It has begun. The great unraveling.
As banks that lent money to people with no way to pay the money back (but it looked good on the bottom line) are suddenly realizing that they can't squeeze blood money from a homeless person (the homeless will tell you that you can get blood from a homeless person - sometimes the only way they can afford food is to sell their plasma), the country is beginning to understand what uncompromized deregulation looks like - a f**king disaster.
Through various things called leveraging, or futures forecasting, or reading the bones, or perhaps there are more technical terms for the shell games they've been pulling since Phil Gramm (John McCain's former financial wizard) gave them the cake they're eating, too, our economy has become, suddenly what it really is: a house of cards, built on fake money, or (even better!) the promise of fake money, and everyone is asking, "Can we have our real money back?" And the banks have to answer, well, no, we're not sure who has it.

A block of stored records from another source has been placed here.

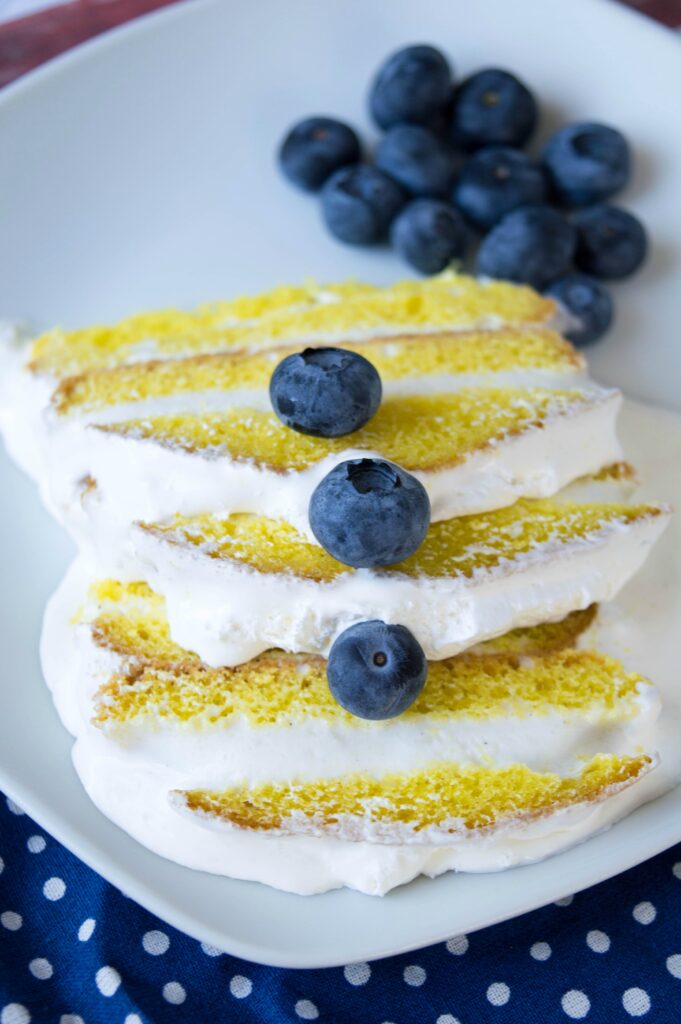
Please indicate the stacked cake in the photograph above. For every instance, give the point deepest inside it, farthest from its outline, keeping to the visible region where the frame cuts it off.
(204, 646)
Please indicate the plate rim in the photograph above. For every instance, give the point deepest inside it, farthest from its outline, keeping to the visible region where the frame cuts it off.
(79, 844)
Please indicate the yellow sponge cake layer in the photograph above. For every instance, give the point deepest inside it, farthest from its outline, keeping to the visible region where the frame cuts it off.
(420, 432)
(395, 358)
(453, 548)
(430, 806)
(448, 302)
(284, 689)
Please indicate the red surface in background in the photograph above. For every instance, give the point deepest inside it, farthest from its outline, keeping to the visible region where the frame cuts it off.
(27, 42)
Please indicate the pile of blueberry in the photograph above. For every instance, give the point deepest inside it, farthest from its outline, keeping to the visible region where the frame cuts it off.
(451, 165)
(367, 513)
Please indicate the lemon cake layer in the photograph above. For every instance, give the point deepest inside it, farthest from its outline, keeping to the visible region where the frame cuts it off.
(239, 585)
(429, 807)
(474, 450)
(305, 314)
(406, 364)
(510, 758)
(274, 718)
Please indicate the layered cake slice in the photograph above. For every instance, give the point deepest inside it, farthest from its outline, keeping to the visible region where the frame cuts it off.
(479, 395)
(307, 313)
(333, 621)
(505, 744)
(237, 585)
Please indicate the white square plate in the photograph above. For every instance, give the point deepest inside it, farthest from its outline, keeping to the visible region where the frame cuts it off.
(138, 171)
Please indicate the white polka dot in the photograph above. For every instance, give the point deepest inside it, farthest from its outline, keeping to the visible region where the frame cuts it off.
(54, 889)
(598, 942)
(644, 912)
(357, 974)
(636, 1001)
(576, 1005)
(14, 1013)
(108, 979)
(306, 1010)
(156, 943)
(173, 992)
(458, 945)
(86, 929)
(499, 993)
(241, 986)
(41, 969)
(211, 950)
(674, 965)
(414, 975)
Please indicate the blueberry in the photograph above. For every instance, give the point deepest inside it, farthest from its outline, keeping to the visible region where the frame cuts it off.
(588, 302)
(534, 246)
(411, 87)
(493, 108)
(496, 180)
(326, 392)
(358, 202)
(429, 233)
(587, 163)
(418, 160)
(376, 671)
(314, 148)
(368, 513)
(611, 243)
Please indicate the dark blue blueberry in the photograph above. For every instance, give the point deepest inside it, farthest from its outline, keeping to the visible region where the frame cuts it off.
(376, 671)
(588, 302)
(587, 163)
(359, 202)
(314, 148)
(411, 87)
(429, 233)
(418, 160)
(611, 243)
(493, 108)
(326, 392)
(495, 181)
(533, 246)
(367, 513)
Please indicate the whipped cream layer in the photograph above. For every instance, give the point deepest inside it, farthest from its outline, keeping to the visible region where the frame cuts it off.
(130, 774)
(131, 478)
(227, 612)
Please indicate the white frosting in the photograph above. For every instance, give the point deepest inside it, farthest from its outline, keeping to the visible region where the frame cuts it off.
(228, 613)
(129, 779)
(225, 754)
(143, 480)
(139, 479)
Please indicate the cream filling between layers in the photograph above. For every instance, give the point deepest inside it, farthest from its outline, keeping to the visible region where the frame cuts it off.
(131, 782)
(139, 479)
(227, 612)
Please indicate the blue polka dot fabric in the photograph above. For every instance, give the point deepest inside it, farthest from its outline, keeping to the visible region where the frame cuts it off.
(75, 950)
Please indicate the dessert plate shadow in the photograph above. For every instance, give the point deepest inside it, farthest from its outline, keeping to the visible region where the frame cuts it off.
(138, 171)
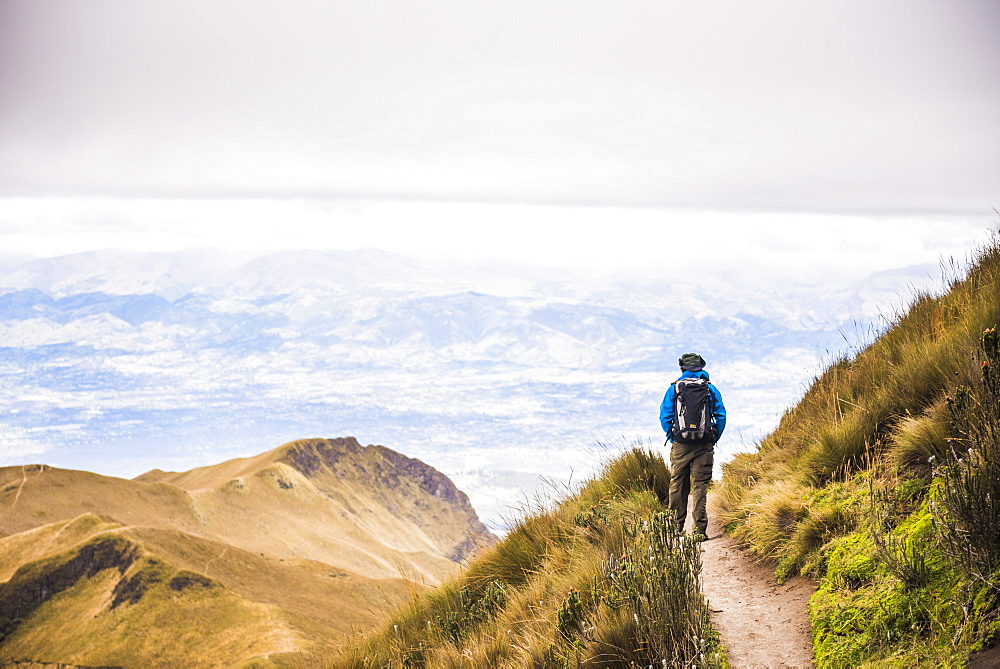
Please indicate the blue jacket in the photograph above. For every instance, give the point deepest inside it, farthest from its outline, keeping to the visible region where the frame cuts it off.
(667, 407)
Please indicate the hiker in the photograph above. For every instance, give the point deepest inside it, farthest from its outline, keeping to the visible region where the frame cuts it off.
(698, 404)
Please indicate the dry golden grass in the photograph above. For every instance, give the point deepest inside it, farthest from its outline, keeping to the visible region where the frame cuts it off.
(267, 560)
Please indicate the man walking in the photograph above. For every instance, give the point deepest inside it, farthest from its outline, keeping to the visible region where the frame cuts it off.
(693, 416)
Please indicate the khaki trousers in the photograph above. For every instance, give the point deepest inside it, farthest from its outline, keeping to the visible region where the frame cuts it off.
(690, 473)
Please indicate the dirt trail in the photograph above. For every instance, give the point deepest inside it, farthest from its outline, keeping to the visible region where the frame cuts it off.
(762, 624)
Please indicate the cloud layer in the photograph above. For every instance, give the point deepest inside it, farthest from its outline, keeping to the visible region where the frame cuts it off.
(856, 106)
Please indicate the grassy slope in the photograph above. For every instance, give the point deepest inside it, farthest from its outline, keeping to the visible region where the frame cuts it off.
(600, 579)
(860, 486)
(296, 548)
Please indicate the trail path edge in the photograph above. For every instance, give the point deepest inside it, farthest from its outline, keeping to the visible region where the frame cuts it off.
(762, 624)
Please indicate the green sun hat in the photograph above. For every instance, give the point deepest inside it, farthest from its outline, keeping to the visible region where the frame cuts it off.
(692, 362)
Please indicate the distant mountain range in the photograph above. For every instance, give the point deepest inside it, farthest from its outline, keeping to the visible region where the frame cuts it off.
(283, 554)
(494, 373)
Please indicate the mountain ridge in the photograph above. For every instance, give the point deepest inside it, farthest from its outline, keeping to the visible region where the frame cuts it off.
(283, 553)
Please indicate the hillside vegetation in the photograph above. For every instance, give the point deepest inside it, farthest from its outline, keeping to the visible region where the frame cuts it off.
(270, 559)
(601, 579)
(884, 483)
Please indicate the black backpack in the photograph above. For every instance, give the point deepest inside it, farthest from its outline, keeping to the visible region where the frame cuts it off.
(693, 407)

All the while trying to sound like Jimmy Stewart in It's A Wonderful Life. All that money is tied up with the various developments and investments that each of these large financial institutions owns. Except the housing market is going into the tank, thanks to subprime mortgage swindlers, and house-flippers (a pox on them all). And the investments? Well, Bank A loans Bank B money in order for Bank B to grow Bank A's money through investment in housing. Bank B's housing market collapses, and Bank A loses some or all of that capital.
I have two cheap illustrations of how our financial markets are at the mercy of every idiot (including me): The Current Occupant of the White House, George W Bush, recently lifted the ban on offshore oil drilling, and the price of oil went down - based on what, exactly? That oil was really cheaper, or that oil might get cheaper soon, or that my tummy hurts and I don't feel like bidding? The other story was when American Airlines was going bankrupt and their stock price went way down in a single day. The person that said they were going bankrupt was American Airlines, but six years ago. The mis-reporting of this fact sent the stock market into a down-bid frenzy, and AA ended up at something like $0.50 a share.
So, meaningless news and old news can make something suddenly worth less, down to almost nothing. This is our financial system. Live with it.